Dr Gordon Atherley holds the British equivalent of the Canadian PhD and MD degrees, and LLD, Honoris Causa, from Canada’s Simon Fraser University. His awards include Fellow of the Royal Society of Arts, UK. His medical specialties are occupational medicine and public health.
As first President and Chief Executive Officer of the Canadian Centre for Occupational Health and Safety, the Canadian equivalent of the US National Institute of Occupational Safety and Health, he led the creation of Canada’s electronic information service in occupational health and safety, now used in more than 40 countries.
In academia, he held senior, tenured, full-time positions, including departmental chair, in university faculties of physics, engineering, and medicine.
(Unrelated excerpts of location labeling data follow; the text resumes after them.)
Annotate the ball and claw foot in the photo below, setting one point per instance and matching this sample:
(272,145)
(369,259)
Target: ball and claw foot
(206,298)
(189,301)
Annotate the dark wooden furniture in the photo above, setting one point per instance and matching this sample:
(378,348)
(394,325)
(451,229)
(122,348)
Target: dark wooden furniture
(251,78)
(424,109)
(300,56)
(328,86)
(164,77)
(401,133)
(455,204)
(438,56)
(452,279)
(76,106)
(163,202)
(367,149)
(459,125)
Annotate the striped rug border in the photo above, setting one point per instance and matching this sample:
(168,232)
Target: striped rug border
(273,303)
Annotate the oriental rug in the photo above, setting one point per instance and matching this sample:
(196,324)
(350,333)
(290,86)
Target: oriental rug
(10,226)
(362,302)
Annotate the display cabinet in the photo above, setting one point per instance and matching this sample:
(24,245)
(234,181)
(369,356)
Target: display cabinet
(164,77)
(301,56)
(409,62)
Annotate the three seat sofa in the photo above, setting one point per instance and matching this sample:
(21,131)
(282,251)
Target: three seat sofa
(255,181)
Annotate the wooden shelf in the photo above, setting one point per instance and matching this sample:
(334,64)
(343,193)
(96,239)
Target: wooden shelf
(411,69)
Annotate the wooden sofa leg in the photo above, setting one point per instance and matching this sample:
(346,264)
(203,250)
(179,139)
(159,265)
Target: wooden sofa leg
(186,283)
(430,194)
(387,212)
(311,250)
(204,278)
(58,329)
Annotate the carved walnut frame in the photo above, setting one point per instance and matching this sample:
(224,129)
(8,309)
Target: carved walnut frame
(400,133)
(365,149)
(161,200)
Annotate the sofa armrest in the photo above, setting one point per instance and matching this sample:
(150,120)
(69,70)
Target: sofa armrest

He is the author of a textbook and numerous articles and publications.

Since retiring from medical practice, he’s built up Greyhead Associates, which critically researches the safety, effectiveness and fairness of health services for persons with special needs.
Through Virtual Care International, a company of which he’s President, he’s involved in providing sensible technology to family caregivers to help them with their responsibilities, workloads, and concerns.
Now an activist, he urges family caregivers to unite because, more and more, it’s not just their families who depend on them, it’s also the healthcare system as a whole, as it struggles to meet more and more needs of more and more people.